Promises of big investments in healthcare in the state, totalling more than Rs 2,000 crore, came on the concluding day of the Bengal Global Business Summit on Thursday.
Surgeon Devi Shetty led the pack with the announcement that a 1,000-bed hospital, which an official in the company helmed by him said would offer quaternary care, would come up in Kolkata.
Other groups including Apollo, Medica and Fortis also promised expansion and setting up of new hospitals in the city and elsewhere in Bengal.
Shetty’s Narayana Health group, which has nearly 1,500 beds in several hospitals across the city, will set up a 1,000-bed hospital in two phases, he said at the valedictory session of the sixth edition of the business summit.
“We will start a 1,000-bed hospital. We are looking for 7 acres of land in Kolkata. It has to be in Kolkata because the city requires a huge hospital dealing with super-specialities like heart, cancer, trauma care, orthopaedics, robotic surgeries and organ transplants under one roof,” Shetty, chairman of Narayana Health, later told The Telegraph.
“Kolkata is one place where I have absolutely no hesitation in investing big money.”
The RN Tagore International Institute of Cardiac Sciences, the group’s flagship unit in Kolkata, is built on two acres and there is no scope for expansion, he said.
An official of the group said the new facility would provide quaternary care. Quaternary care is an extension of tertiary care with more specialised treatment, including experimental drugs and procedures.
“In the health city in Bangalore, there are four hospitals on 30 acres and the experience is totally different. We are the first private hospital to produce Car T cells for cancer therapy,” said Shetty.
Car T cell therapy, which will be offered by the new hospital to be set up by Shetty’s group, is an advanced immunotherapy for cancer.
“When one has a large number of beds, one can afford new technology and research institutes. In Kolkata, we are planning a postgraduate institution where research will take place. We believe that when this kind of centre is developed, it will attract doctors from all over India,” Shetty said.
He said he had requested chief minister Mamata Banerjee to set up 1,000 nursing colleges in Bengal. "Every hospital with at least 100 beds should have a nursing college.

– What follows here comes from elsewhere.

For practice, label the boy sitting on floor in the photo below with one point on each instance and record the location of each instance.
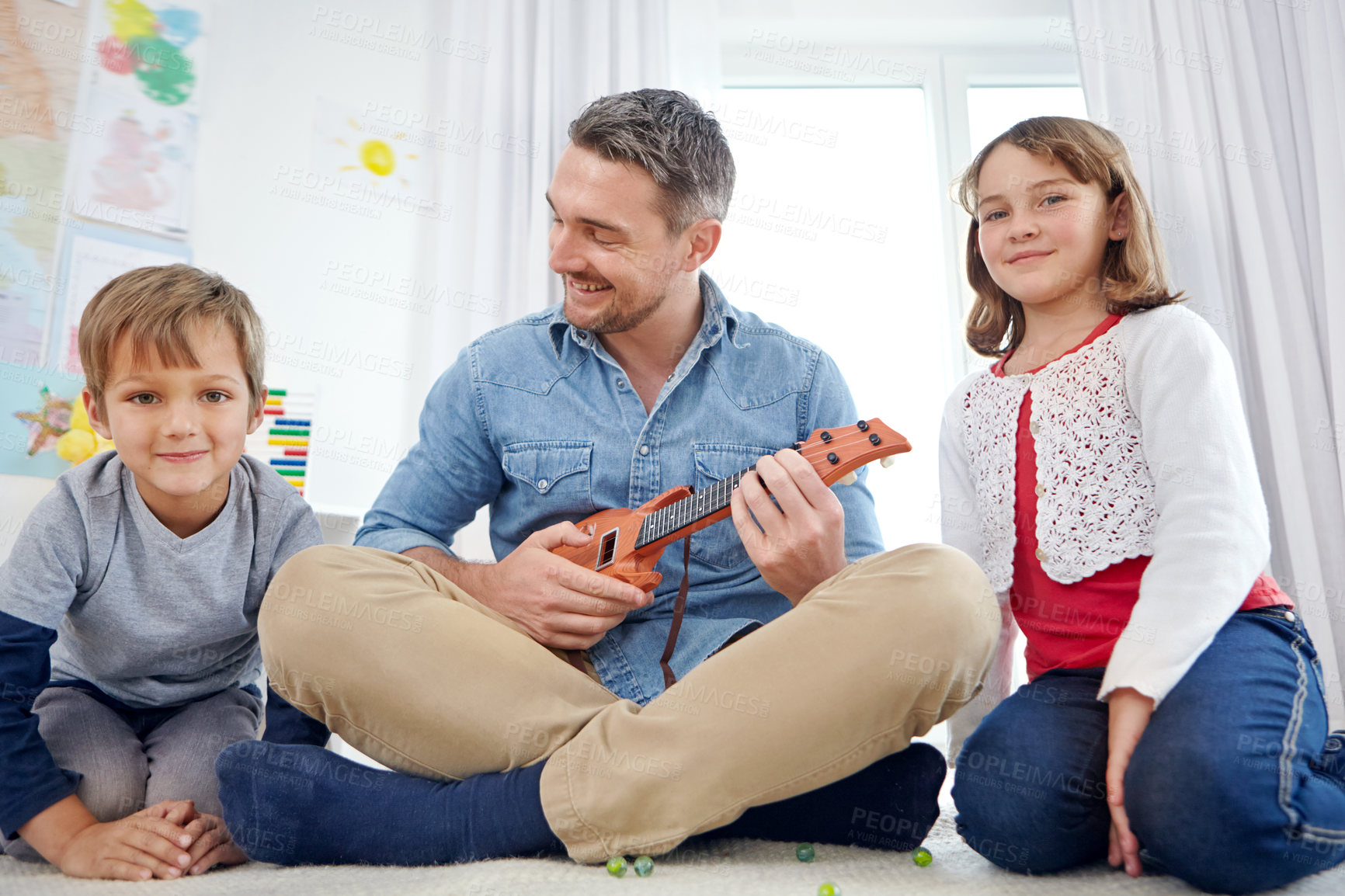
(128, 607)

If one woman from each poor family in Bengal becomes a nurse, that will help the family become more affluent,” he said.
Among other groups, Apollo announced that it would invest Rs 1,000 crore.
“We will invest Rs 1,000 crore for 1,000 beds and create 5,000 jobs,” said Rana Dasgupta, CEO, eastern region, Apollo Hospitals group. He made the announcement at a panel discussion at the summit.
“We are looking for land in south Kolkata for a big hospital,” Dasgupta said.
The group will also set up a 300-bed hospital in two phases at Batanagar.
The Medica Hospitals group will spend Rs 400 crore on expansion, said Komal Dashora, president, and Ayanabh Debgupta, joint managing director, Medica Group of Hospitals.
“We are spending Rs 200 crore on a cancer hospital adjacent to our existing hospital. The first phase (of the cancer hospital) will start before the Puja,” said Dashora.
“We also have plans to set up greenfield hospitals in north Bengal, where we have land, and other parts of Bengal.”
The Fortis group is planning to invest Rs 125 crore to increase the number of beds at its hospitals in Anandapur in east Kolkata and on Rashbehari Avenue in teh south.
“We will add 120 beds. We are also looking at other opportunities to invest,” said Richa Debgupta, chief of strategy and operations, Fortis.
Peerless Hospital is investing Rs 300 crore in a comprehensive cancer wing, said Sujit Kar Purkayastha, managing director of the hospital. “Initially, it will be a 150-bed facility. We will expand it later,” he said.